A segunda edição da Operação Resgate já retirou da condição de trabalho análogo ao de escravo no Brasil 337 trabalhadores. Resultado do esforço de seis órgãos públicos, é a maior ação conjunta com foco no combate ao trabalho análogo ao escravo e tráfico de pessoas no país. Começou no dia 4 de julho e segue em andamento. Quase 50 equipes de fiscalização estiveram diretamente envolvidas nas inspeções ocorridas em 22 estados e no Distrito Federal durante este mês.

Foram resgatadas, ainda, de condições análogas à escravidão, cinco crianças e adolescentes e quatro migrantes de nacionalidade paraguaia e venezuelana. Pelo menos 149 dos resgatados na Operação Resgate II foram também vítimas de tráfico de pessoas. As fiscalizações ocorreram nas seguintes unidades da federação: AC, AL, AM, BA, CE, DF, ES, GO, MA, MS, MG, MT, PB, PE, PA, PI, PR, RJ, RO, RS, SC, TO, SP.

Os empregadores flagrados submetendo trabalhadores a essas condições foram notificados a interromper as atividades e formalizar o vínculo empregatício dessas pessoas, bem como a pagar as verbas salariais e rescisórias devidas aos trabalhadores – que somaram mais de R$ 3,8 milhões. Além disso, podem ser responsabilizados por danos morais individuais e coletivos, multas administrativas e ações criminais.

Cada um dos resgatados também recebeu três parcelas do seguro-desemprego especial para trabalhador resgatado, no valor de um salário-mínimo cada. Em relação a outras irregularidades trabalhistas, serão lavrados pelos auditores-fiscais do Trabalho aproximadamente 669 autos de infração, entre eles de trabalho análogo ao escravo, de trabalho infantil, falta de registro na carteira de trabalho e descumprimento de normas de saúde e segurança no trabalho. Também serão apuradas as infrações penais cometidas, bem como a autoria delitiva, para garantir a responsabilização criminal daqueles que lucraram com a exploração dos resgatados.

Paraná

No Paraná 48 paraguaios com direitos trabalhistas e sociais violados foram localizados em uma propriedade rural de Pato Bragado, no oeste do Estado. No grupo estava uma adolescente de 13 anos, que não ia à escola e atuava como babá.

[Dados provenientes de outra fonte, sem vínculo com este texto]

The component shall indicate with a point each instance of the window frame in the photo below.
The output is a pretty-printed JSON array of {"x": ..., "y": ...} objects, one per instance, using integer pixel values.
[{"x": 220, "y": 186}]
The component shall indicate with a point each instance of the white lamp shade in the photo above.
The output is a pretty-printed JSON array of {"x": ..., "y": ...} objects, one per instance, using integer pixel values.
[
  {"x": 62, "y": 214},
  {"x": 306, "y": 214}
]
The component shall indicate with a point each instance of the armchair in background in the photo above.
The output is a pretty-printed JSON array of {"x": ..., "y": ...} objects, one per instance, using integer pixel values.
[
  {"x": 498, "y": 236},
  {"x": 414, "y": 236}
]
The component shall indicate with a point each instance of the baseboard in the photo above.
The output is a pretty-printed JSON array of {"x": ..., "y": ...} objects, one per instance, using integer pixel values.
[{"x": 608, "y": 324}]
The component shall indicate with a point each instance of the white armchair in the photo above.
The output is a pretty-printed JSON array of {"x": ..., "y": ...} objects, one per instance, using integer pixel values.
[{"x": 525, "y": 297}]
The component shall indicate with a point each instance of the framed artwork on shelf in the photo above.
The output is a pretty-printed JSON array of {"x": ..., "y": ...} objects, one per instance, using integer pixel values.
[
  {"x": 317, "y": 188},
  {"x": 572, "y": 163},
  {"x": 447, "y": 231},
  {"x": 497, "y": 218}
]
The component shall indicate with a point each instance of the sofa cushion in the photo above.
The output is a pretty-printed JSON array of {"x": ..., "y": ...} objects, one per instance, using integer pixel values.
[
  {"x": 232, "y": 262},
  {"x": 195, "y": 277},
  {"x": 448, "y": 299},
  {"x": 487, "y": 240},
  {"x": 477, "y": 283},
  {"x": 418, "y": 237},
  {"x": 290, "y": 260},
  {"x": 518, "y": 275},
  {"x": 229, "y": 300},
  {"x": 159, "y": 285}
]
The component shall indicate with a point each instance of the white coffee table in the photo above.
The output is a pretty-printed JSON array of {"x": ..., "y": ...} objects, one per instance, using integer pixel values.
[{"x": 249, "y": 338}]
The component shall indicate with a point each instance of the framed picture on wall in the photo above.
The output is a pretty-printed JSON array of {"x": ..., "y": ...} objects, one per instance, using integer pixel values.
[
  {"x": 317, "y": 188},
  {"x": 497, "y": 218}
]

As pessoas foram localizadas durante a Operação Resgate II, durante todo o mês de julho e finalizada no último sábado (30) pelo Ministério Público do Trabalho (MPT-PR).

O caso de Pato Bragado não foi caracterizado desta forma, mas houve reconhecimento de problemas trabalhistas e violações graves. De acordo com a apuração do MPT, 47 adultos trabalhavam na coleta e seleção de ovos. A adolescente atuava como babá – da própria irmã e de uma terceira menina, pela qual era remunerada para cuidar. Os valores que todos recebiam não foi divulgado.

Os trabalhadores, atuavam em pelo menos três propriedades dos mesmo donos. Desde então, é realizado um trabalho para ajustamento de conduta dos empregadores, que não tiveram os nomes divulgados.